AUTHOR=Du Qun , Zhang Shuihong , Li Aiyun , Mohammad Imran S. , Liu Baolin , Li Yanwu TITLE=Astragaloside IV Inhibits Adipose Lipolysis and Reduces Hepatic Glucose Production via Akt Dependent PDE3B Expression in HFD-Fed Mice JOURNAL=Frontiers in Physiology VOLUME=9 YEAR=2018 URL=https://www.frontiersin.org/journals/physiology/articles/10.3389/fphys.2018.00015 DOI=10.3389/fphys.2018.00015 ISSN=1664-042X ABSTRACT=

Objective: This study aims to investigate the effect of astragaloside IV on adipose lipolysis and hepatic gluconeogenesis.

Methods: High-fat diet (HFD) feeding induced adipose dysfunction with enhanced endogenous glucose production in mice. The effects of Astragaloside IV on lipolysis and hepatic glucose production were investigated.

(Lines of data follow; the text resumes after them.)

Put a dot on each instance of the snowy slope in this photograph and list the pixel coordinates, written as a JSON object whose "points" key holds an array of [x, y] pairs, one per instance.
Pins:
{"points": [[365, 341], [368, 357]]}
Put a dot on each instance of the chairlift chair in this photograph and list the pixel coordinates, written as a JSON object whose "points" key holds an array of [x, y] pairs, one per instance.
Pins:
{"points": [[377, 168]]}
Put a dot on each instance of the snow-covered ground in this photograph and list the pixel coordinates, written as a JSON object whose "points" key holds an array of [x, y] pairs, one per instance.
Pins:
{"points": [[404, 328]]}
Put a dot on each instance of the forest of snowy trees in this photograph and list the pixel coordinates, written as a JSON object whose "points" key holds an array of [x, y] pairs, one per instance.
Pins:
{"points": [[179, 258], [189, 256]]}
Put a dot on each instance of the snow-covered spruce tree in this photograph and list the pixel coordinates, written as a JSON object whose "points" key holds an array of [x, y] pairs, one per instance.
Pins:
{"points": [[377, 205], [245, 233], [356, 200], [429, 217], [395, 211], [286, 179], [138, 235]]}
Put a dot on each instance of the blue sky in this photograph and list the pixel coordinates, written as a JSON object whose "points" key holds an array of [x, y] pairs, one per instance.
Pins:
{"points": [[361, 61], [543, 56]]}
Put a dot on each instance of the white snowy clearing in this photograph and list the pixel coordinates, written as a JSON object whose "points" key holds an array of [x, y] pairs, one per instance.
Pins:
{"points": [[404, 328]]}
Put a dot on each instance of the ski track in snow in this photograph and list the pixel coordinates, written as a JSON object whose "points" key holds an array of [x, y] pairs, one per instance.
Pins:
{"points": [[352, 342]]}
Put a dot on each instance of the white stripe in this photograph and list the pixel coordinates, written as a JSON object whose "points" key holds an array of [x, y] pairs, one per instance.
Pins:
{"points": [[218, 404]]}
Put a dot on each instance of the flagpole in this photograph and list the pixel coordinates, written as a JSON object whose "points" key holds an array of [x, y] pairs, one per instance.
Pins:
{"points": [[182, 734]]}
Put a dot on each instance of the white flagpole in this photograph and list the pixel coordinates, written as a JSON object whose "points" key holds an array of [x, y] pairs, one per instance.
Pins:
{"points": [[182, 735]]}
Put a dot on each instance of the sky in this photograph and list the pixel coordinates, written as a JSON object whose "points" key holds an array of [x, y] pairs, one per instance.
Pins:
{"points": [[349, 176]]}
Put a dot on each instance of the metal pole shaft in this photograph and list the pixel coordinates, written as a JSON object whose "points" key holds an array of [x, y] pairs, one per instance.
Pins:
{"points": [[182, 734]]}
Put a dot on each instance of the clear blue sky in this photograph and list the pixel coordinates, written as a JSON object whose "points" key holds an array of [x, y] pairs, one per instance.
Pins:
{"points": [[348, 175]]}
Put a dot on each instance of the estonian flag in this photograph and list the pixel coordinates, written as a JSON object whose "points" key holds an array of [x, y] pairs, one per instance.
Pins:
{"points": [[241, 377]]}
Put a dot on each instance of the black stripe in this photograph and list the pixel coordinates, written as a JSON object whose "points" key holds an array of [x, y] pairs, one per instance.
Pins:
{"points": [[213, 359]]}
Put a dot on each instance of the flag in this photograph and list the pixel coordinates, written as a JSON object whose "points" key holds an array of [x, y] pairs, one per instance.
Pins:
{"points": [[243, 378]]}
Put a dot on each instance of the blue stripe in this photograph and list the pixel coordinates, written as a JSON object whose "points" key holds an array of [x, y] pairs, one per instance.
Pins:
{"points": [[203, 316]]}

Results: HFD feeding induced cAMP accumulation through reducing PDE3B expression and activity in adipose tissue. As a result, HFD feeding increased adipose lipolysis in mice. Astragaloside IV enhanced Akt phosphorylation and promoted Akt binding to PDE3B to preserve PDE3B content, resultantly reducing adipose cAMP accumulation. Knockdown of Akt1/2 diminished the effect of astragaloside IV on PDE3B induction, indicative of the role of Akt in astragaloside IV action. As a result from blocking of cAMP/PKA signaling, astragaloside IV suppressed hormone-sensitive lipase (HSL) activation and inhibited inflammation-associated adipose lipolysis. Moreover, astragaloside IV reduced ectopic fat deposition in the liver and inhibited FoxO1 activation via regulation of Akt, resultantly restraining excess hepatic glucose production.

Conclusion: We showed that preserving PDE3B content by Akt is a key regulation to prevent lipolysis. Astragaloside IV inhibited lipolysis by reducing cAMP accumulation via regulation of Akt/PDE3B, contributing to limiting hepatic lipid deposition and restraining excessive hepatic glucose production.